NeuroImage launched in 1992, and became open access in 2020 with an APC of $3,000, which has been raised twice. NeuroImage: Reports launched in 2021 to publish results, including null findings, and methods. In June last year, the editors, led by Smith, asked Elsevier to lower NeuroImage’s APC to less than $2,000. Smith says Elsevier told them that was unlikely, but it would arrange further meetings. In March this year, the editors told the publisher they would resign if the APC could not be reduced. “We then had further discussions with Elsevier, but they ultimately declined to reduce the APC,” says Smith.

The publisher is disappointed with the editorial team’s move, says Davis. “We have been engaging constructively with them over the last couple of years as we transitioned NeuroImage to become a fully open-access journal,” Davis says. The journal will continue as normal, he adds. “The resigning editors will continue to handle papers already submitted and the new editorial team will handle all new papers. We have not announced their names yet but they will be added to the website soon.”

Merged journal

The editors decided to set up an open-access journal with MIT Press, based at the Massachusetts Institute of Technology in Cambridge. Ted Gibson, who sits on MIT Press’s editorial board and is an editor of its cognitive-science journal Open Mind, looks forward to hosting the new title. “These editors have done it the right way. I think it’s a slow process but eventually more scientists will resign from the profit-oriented journals,” Gibson says.

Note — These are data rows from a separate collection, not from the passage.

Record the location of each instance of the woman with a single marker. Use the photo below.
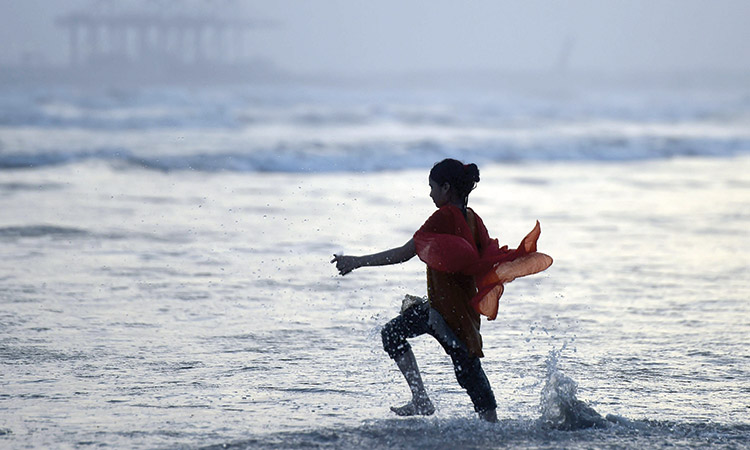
(460, 255)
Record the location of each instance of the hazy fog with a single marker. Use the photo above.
(352, 36)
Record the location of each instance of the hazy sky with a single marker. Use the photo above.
(402, 35)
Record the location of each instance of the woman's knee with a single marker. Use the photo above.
(393, 343)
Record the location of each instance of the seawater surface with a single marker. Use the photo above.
(195, 307)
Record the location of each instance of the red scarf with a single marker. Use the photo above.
(446, 243)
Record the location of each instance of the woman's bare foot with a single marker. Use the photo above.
(490, 415)
(422, 407)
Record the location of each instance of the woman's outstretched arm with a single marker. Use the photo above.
(346, 264)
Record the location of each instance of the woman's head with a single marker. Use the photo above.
(452, 181)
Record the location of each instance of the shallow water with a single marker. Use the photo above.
(191, 309)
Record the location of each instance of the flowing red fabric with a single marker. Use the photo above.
(446, 243)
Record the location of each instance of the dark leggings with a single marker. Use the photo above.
(414, 322)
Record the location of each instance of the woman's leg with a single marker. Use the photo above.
(471, 377)
(411, 323)
(468, 369)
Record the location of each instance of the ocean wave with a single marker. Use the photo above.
(36, 231)
(382, 156)
(511, 433)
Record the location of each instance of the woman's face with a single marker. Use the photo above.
(438, 193)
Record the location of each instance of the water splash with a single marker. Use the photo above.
(560, 408)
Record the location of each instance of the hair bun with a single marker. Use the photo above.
(472, 172)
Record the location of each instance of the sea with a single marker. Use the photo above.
(165, 279)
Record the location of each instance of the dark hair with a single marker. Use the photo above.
(463, 178)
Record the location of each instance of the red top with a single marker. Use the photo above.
(447, 242)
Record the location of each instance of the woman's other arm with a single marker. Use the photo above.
(346, 264)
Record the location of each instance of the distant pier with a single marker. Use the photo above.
(143, 37)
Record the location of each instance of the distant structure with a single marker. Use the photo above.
(146, 38)
(156, 42)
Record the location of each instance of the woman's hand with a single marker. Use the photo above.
(345, 264)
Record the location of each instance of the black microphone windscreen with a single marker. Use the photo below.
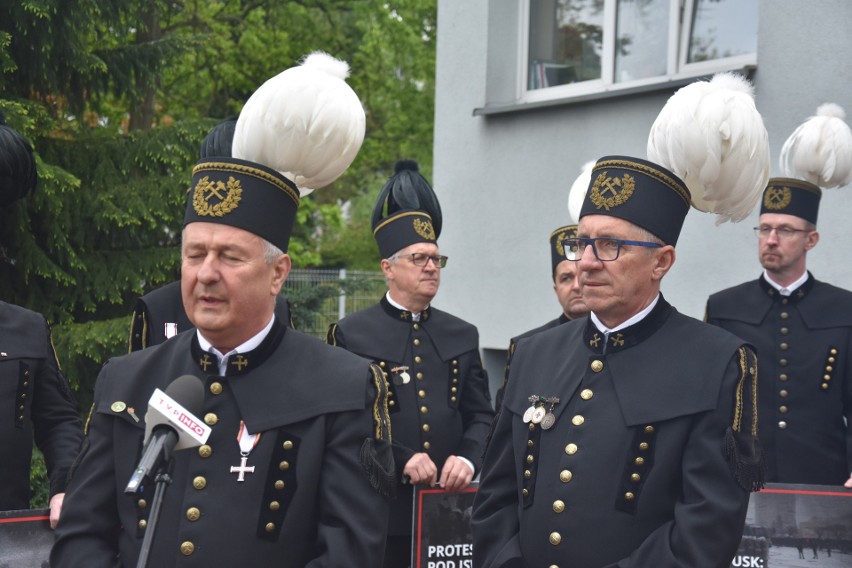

The journal move echoes a 2019 case, in which the editorial board of an Elsevier scientometrics journal — the Journal of Informetricsresigned in protest over the publisher’s open-access policies, including the journal’s APCs. The researchers launched a free-to-read journal with MIT Press called Quantitative Science Studies, with the same editorial board.

The new neuroimaging journal will similarly bring over all the editors from both journals and merge them into one, Smith says. “This is great news for Imaging Neuroscience — it means we can hit the ground running with an amazing team of over 40 world-leading scientists who already work really well together.”

The APC for the journal hasn’t been set yet, says Smith, but they aim to make it at most half of NeuroImage’s $3,450 fee.

Lucina Uddin is a neuroscientist at the University of California, Los Angeles, and one of the resigning editors. She had been a handling editor at NeuroImage since 2019. “I remember publishing my first paper in NeuroImage as a graduate student, and feeling that I had really arrived as a scientist,” she says. “It was a difficult decision to decide to move away from a journal that many of us consider to be the go-to outlet for sharing our research.”